Feel free to get creative and tailor your chlorophyll juices to your personal preferences! Changing up the ingredients helps provide a variety of nutrients.

Chlorophyll Supplements

As an alternative to making it fresh, you can also buy chlorophyll in supplement form. Some popular options include:

  • Liquid chlorophyll drops – Add to water, juice, or smoothies.
  • Chlorophyll capsules – Available in different supplemental doses.
  • Chlorophyll powder – Add to drinks or food.
  • Chlorophyll tablets – For convenient dosing on the go.

Always follow package directions for dosage. Start low and work up to assess your tolerance. Look for reputable brands and high quality ingredients if opting for supplements.

Potential Side Effects

When consumed in normal food amounts, chlorophyll is considered very safe. But concentrated supplements may cause some mild side effects like:

  • Green colored urine or stools
  • Upset stomach or diarrhea
  • Cramping or bloating
  • Itching or rash

Start with a low dose and increase slowly observing how you feel. And talk to your doctor before taking chlorophyll supplements if you have any underlying health conditions or take medications.

Pregnant or nursing women should exercise caution, as the safety is uncertain for concentrated supplemental doses of chlorophyll.

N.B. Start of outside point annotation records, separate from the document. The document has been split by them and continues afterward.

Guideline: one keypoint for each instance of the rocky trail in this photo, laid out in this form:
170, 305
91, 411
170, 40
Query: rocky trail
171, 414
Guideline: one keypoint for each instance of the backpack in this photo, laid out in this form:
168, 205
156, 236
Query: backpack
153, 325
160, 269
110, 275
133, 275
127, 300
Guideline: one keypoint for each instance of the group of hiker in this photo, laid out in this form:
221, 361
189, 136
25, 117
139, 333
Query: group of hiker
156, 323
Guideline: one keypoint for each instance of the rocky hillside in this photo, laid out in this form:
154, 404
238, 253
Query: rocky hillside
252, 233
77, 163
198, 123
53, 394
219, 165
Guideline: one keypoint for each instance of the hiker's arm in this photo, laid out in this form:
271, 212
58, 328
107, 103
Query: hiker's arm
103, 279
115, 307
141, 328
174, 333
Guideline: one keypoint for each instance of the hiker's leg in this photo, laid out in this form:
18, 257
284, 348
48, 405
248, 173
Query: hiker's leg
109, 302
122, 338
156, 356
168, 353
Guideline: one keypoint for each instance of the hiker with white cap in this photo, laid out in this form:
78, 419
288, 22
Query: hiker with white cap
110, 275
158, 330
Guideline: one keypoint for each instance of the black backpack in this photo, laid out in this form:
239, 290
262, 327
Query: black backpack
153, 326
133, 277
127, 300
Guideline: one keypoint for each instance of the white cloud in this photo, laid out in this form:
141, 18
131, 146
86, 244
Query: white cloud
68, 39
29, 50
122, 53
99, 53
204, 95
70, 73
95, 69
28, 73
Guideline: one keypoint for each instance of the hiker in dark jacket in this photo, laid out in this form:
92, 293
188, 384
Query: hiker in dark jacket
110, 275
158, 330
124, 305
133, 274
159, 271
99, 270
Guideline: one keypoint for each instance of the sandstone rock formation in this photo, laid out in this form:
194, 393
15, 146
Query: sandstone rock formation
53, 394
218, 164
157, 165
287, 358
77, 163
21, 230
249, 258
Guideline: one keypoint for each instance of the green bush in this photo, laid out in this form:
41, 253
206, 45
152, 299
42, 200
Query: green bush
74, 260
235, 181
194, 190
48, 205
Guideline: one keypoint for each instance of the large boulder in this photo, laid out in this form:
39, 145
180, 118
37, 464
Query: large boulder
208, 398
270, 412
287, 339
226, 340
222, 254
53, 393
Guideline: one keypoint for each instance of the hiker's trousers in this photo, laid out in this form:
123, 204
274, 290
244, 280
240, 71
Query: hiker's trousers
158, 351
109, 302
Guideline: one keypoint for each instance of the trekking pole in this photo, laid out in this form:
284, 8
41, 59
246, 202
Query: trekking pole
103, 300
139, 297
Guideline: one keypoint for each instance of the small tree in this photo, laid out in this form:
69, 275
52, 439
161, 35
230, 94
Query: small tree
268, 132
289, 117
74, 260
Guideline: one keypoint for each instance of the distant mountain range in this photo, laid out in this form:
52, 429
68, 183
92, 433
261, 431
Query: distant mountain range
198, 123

Who Should Avoid Chlorophyll

Here are some instances where caution is warranted with high dose chlorophyll supplementation:

  • People with kidney disease – Excess chlorophyll may accumulate with impaired kidney function.
  • Individuals prone to kidney stones – Chlorophyll can increase oxalate levels.
  • People taking blood thinners – Due to possible anti-clotting effects.
  • Those with photosensitive disorders – Chlorophyll may increase light sensitivity.
  • Patients preparing for surgery – Should stop chlorophyll 2 weeks before due to slowing blood clotting.

Talk to your doctor if you have any medical conditions or take medications to assess if chlorophyll supplements are appropriate for your situation.

The Bottom Line

Chlorophyll juice is a nutritious and healthy way to incorporate more greens into your diet. The best approach is to rotate a variety of chlorophyll-rich produce rather than just relying on spinach or wheatgrass every day. This provides a range of vitamins, minerals, antioxidants, and phytonutrients.

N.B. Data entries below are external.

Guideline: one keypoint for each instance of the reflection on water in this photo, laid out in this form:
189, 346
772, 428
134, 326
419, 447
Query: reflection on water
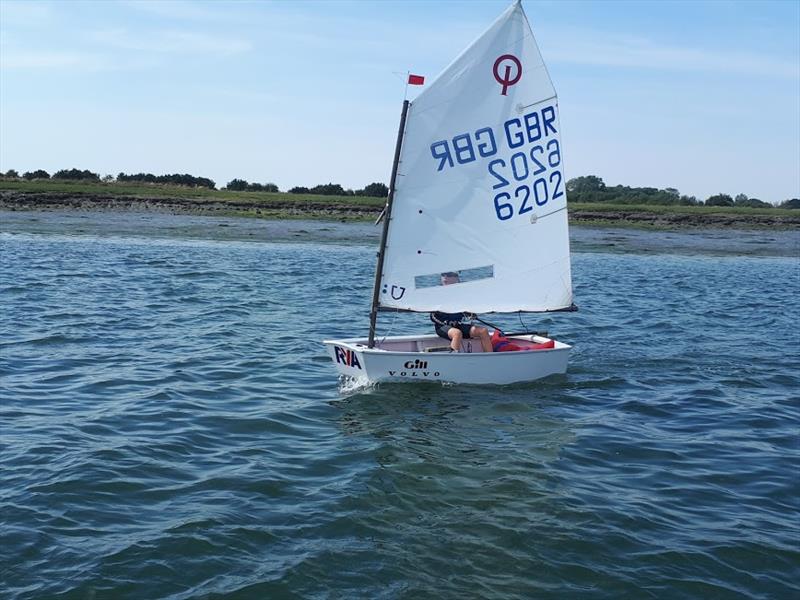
173, 426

Making fresh DIY chlorophyll juice takes some preparation but typically provides the biggest health boost. You can also occasionally use quality chlorophyll supplements for convenience. But the real whole foods are ideal when possible.

Drink your chlorophyll juice promptly for maximum benefits. And adjust recipes based on your individual taste preferences and tolerance. Adding chlorophyll-packed greens to your routine can potentially improve your energy, vitality, and overall wellbeing!

Chlorophyll Source Chlorophyll Content
Spinach High
Wheatgrass Very High
Alfalfa Sprouts Moderate
Parsley High
Chlorella High
Spirulina High


Chlorophyll juice is a simple and healthy way to get more greens in your diet. Choose nutrient-dense ingredients like spinach, wheatgrass, herbs, fruits, and veggies. Use a blender or juicer to create fresh chlorophyll smoothies and juices bursting with vitamins, minerals, and phytonutrients. Tailor recipes to your preferences and enjoy the potential health boost chlorophyll provides!